Guys helped out. “You got a scar above your eye
where you took an elbow in basketball,” one of them said.
She rolled her eyes. “You must have something more obvious
than that.”
The gig was up, so I gave in. “Oooooohhhh, how about
this little one on my cheek?”
Heavy sigh of relief. Everybody was happy.
I was 40 maybe, maybe older, when going through customs at the
Toronto airport, I was waylaid because I had a box of books along to try to
sell at a couple of readings I had set up in Ontario, where people buy books.
Books always were a pain—taxes, sales, even prices—“what are they worth?”
someone would say. Those were difficult questions that required answers. It
wasn’t unexpected that the first customs agent would point me in another
direction, where I’d have to suffer through further questioning.

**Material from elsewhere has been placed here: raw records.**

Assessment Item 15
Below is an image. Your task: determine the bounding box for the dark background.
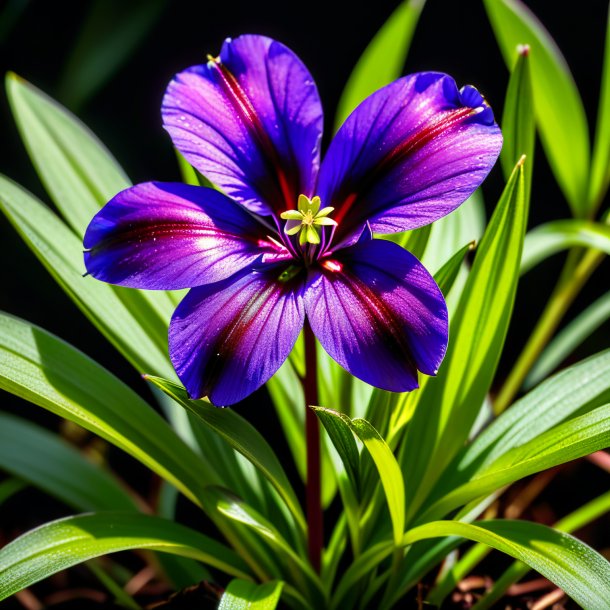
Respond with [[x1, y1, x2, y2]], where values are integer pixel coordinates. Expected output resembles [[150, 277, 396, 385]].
[[0, 0, 609, 600], [0, 0, 607, 377]]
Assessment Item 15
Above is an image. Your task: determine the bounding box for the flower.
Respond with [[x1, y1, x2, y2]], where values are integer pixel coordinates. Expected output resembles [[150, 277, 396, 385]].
[[84, 35, 502, 405]]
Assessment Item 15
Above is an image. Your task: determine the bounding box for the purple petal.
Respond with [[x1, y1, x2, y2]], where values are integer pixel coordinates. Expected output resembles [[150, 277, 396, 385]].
[[305, 239, 447, 392], [162, 35, 323, 215], [318, 72, 502, 240], [169, 266, 305, 406], [84, 182, 287, 290]]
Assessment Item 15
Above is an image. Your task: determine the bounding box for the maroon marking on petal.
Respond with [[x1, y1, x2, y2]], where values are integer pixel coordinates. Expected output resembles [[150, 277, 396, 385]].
[[210, 59, 299, 213], [323, 261, 417, 371], [329, 107, 477, 223]]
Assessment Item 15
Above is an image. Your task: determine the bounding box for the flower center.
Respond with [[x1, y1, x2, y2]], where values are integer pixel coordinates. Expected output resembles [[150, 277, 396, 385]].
[[280, 195, 337, 246]]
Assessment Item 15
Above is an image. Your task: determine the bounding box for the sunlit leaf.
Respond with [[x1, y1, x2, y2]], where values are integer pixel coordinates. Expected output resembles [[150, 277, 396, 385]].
[[0, 408, 136, 511], [0, 314, 215, 502], [521, 219, 610, 274], [400, 160, 528, 516], [484, 0, 589, 217], [403, 520, 610, 610], [218, 579, 284, 610], [147, 376, 305, 531], [523, 292, 610, 389], [0, 512, 250, 599], [335, 0, 425, 130], [588, 4, 610, 209]]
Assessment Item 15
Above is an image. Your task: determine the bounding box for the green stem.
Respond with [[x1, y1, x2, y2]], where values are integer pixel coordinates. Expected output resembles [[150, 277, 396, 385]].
[[494, 249, 604, 415], [303, 321, 323, 573]]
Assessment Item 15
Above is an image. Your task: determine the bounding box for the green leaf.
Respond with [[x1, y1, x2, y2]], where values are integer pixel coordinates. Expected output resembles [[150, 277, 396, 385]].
[[0, 176, 173, 376], [0, 313, 216, 502], [7, 74, 175, 374], [500, 46, 536, 193], [312, 407, 360, 496], [421, 189, 485, 275], [335, 0, 425, 131], [207, 487, 325, 607], [218, 579, 284, 610], [420, 405, 610, 522], [403, 520, 610, 610], [521, 219, 610, 275], [0, 512, 250, 600], [484, 0, 589, 217], [0, 412, 136, 511], [142, 376, 306, 531], [472, 492, 610, 610], [400, 160, 528, 517], [6, 72, 131, 235], [523, 292, 610, 390], [588, 4, 610, 209], [59, 0, 166, 108]]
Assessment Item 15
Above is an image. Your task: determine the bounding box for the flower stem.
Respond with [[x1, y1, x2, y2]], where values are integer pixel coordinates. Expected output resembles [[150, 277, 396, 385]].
[[494, 249, 604, 415], [303, 320, 323, 572]]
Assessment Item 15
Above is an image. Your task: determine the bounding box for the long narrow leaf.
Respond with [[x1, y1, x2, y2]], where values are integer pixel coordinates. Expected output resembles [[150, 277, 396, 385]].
[[403, 520, 610, 610], [420, 405, 610, 522], [147, 377, 305, 531], [401, 159, 528, 516], [521, 219, 610, 275], [0, 413, 136, 511], [523, 292, 610, 389], [484, 0, 589, 217], [0, 314, 216, 502], [218, 579, 284, 610], [335, 0, 425, 130], [588, 7, 610, 209], [0, 512, 250, 600]]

I went along with the program, tried to explain that assessing
dollars-and-cents was tough when we were talking about my books. And then, of
course, there was the Canadian taxes. . .
“Maybe you ought to see the guy in the desk in the next room,”
the second customs agent told me, pointing. This was a level I normally didn’t
achieve.
The two of us were alone now. I was a long way out of the flow
of traffic. I knew I wasn’t in trouble—that wasn’t it. The question was, were
they going to let me haul the books into Canada or not.
“So,” the third guy says. He’s sitting behind a wide and old
desk. There’s a light on above his head. I felt as if I was part of a crime
family. “You’ve got these books. . .” He looked over the report that came with
me, then at me. “So how’d you get that scar anyway?” he said.
I was gutsy. I’ll admit it. I smiled, big-time. I told him I’d
be glad to tell him the story, if he’d admit that my having a scar had
absolutely nothing to do with what he needed to know. “My scar’s got nothing to
do with this,” I told him, as if I was sharing a joke.
And, nodding, he took it that way. He flicked his head,
smiling, all he needed to do to let me be on my way.
I sometimes shudder to think of what incredible stories may
have shot through the minds of some people who never told me what they were
thinking.
People—including my mother--have told me a hundred times that
I could get that scar taken off by a process called "sanding," I
guess. No reason for me to carry it anymore, not with modern medicine.
But it's still here. I'll take it to the grave, I'm sure. And thereafter? If there's a choice in such things, I'd just as soon keep it. I wouldn't know myself without it.